Charles steps aside and I walk hurriedly away, back into the house, past the soldier standing by the grand staircase and up toward my suite of rooms on the second floor, almost running by the time I reach the doors, wishing I could lock them, but I can’t because the lock is on the outside.
I open both doors and walk inside, closing them behind me and leaning against them to catch my breath.
It takes me one moment to realize something is off.
The room is dark, the only light filtering from the party outside. The balcony doors are closed but I still hear the sound of five-hundred of my father’s closest friends getting drunk on his dime. Well, my mother’s dime, really.
But it’s not that that’s off. There’s a smell that doesn’t belong here.
A look around tells me I’m alone. But the bedroom door, it’s open. I know I’d closed it when I’d left.
I walk toward it. I don’t make a sound.
No one should be up here. The soldier wouldn’t have let anyone up.
I push the door wider and step inside. The smell, it’s stronger in here and it’s making me nauseous.
The room is too dark for me to see and I’m about to flip the light switch when a figure
moves. Standing with his back to the windows, the light creates a sort of halo around him and he has the advantage. I can’t see his face, but he can see mine in that same light.
I swallow, try to speak. “You’re not supposed to be here,” I finally manage, sensing something dangerous. And I remember for all the friends my father has bought, the number of his enemies is double that.
“No, I’m not,” the man says, his voice a deep, sure timbre that ices my spine.
He takes a step forward and I take one back, my hand closing over the doorknob behind me.
Danger.
It ripples off him.
“What’s that smell?” I ask before I can stop myself.
“Morgue,” he answers, his voice low and hard.
He walks toward me, no hesitance in his step, and before I can move, he’s standing just a few inches from me.
The smell clings to him and it’s making me sick. When I cringe back, he leans toward me and I open my mouth to scream just as something clicks.
For a moment, I think it’s a gun.
But then the room is bathed in soft, golden light. He’d just reached to switch on the lamp on the table beside me.
I exhale but my relief is short-lived.
The man is taller than my father. He’s more than a foot taller than me and I’m wearing four-inch heels.
His disheveled hair is dark, eyes hazel and I think he’s drunk. He must be. Only a drunk man would enter Gabriel Marchese’s daughter’s bedroom.
Or one with a death wish.
“Who are you?” I ask.
He doesn’t answer me but studies my face instead. His eyes narrow as he takes me in, his gaze lowering to the swell of my breasts lifted and pushed together by this ridiculous gown. It, like the roses, is pink. A soft, champagne pink. A color I don’t detest.

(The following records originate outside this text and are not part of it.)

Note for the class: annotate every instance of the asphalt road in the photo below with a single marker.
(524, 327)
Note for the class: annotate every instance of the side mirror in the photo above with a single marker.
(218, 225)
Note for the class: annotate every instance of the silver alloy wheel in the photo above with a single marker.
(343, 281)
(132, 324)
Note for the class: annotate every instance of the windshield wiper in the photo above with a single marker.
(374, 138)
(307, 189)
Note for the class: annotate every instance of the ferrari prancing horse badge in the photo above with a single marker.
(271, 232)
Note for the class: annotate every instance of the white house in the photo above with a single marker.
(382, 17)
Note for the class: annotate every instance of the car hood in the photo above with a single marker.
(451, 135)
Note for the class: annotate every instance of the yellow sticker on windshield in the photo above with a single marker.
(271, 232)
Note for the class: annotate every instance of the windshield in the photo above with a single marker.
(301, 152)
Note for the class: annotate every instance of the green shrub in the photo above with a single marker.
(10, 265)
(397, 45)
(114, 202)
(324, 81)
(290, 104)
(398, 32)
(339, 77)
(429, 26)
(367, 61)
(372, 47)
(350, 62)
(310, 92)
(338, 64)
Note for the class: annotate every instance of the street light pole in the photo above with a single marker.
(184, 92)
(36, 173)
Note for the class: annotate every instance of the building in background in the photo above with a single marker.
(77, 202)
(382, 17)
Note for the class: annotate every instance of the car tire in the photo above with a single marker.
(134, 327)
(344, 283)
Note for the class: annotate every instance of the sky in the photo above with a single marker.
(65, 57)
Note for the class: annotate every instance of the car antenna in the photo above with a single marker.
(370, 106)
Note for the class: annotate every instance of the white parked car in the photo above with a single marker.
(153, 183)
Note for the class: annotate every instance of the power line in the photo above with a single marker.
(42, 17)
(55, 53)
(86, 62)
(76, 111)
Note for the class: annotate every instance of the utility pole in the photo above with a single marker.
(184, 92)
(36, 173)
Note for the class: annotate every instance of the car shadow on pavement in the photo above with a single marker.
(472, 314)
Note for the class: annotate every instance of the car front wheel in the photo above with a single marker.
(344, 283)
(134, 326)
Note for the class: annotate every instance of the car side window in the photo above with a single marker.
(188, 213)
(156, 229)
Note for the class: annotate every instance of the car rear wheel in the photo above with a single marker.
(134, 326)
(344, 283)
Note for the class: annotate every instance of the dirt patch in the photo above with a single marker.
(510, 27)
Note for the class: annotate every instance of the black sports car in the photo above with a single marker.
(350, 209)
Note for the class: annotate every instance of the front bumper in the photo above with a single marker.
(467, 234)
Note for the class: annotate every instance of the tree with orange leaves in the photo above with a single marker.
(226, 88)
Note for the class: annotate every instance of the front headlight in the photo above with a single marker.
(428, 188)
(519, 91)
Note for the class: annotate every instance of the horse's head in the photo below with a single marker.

“I came with a gift,” he says.
He tucks his hand into his pocket and for a moment, I wonder if he’s going to pull out a knife or a gun. If he’s going to kill me after all. Because I know this man is not my father’s friend. Not even a business associate. And for the first time in my life, I think about the protection I’ve always lived under. The protection that often felt more stifling than anything else.
“It’s your birthday, isn’t it?” he asks, cocking his head to the side, setting one hand on the door above my head. He’s leaning so close that I can feel the heat coming off his body.